One of the Panopticon surveillance devices mentioned in Bad Monkeys is something called a Library Binding, which can be installed or implanted in a book (the exact nature of the mechanism is never described) and that, among other things, maintains a record of which pages the book is opened to, for how long. Spend an hour studying the phosgene gas recipe in the Golden Book of Chemistry, and Panopticon will know.
What makes this idea goofily paranoid is that it involves books with actual bindings—the idea of “bugging” a print book seems nuts, although I suppose it’s not out of the realm of possibility if the CIA, or a sufficiently motivated MIT prankster, decided to do it. Monitoring an ebook reader, on the other hand, seems trivial, and I assumed plenty of folks had thought of it and at least a few might actually be doing it.
And then this morning I found out about this (via Tyler Cowen):
The Amazon Kindle, Kindle for iPhone and Kindle for iPad each provide a very simple mechanism for adding highlights. Every month, Kindle customers highlight millions of book passages that are meaningful to them.

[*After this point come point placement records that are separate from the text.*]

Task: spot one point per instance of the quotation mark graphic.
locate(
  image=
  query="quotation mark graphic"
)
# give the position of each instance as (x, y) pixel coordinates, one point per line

We combine the highlights of all Kindle customers and identify the passages with the most highlights. The resulting Popular Highlights help readers to focus on passages that are meaningful to the greatest number of people. We show only passages where the highlights of at least three distinct customers overlap, and we do not show which customers made those highlights…
…the unspoken implication being, they could show which customers (or which customers’ Kindle devices) made which highlights if they wanted to—and also what pages those customers have bookmarked, and possibly how often they’ve accessed each book, and of course what ebooks they own, read or unread. All of which, again, is trivial from a technical standpoint. But it does raise the question of who else might be looking at that data stream, with or without Amazon’s cooperation. I’m not just talking about the government, either—imagine what Gawker could do with a record of some celebrity’s favorite book passages.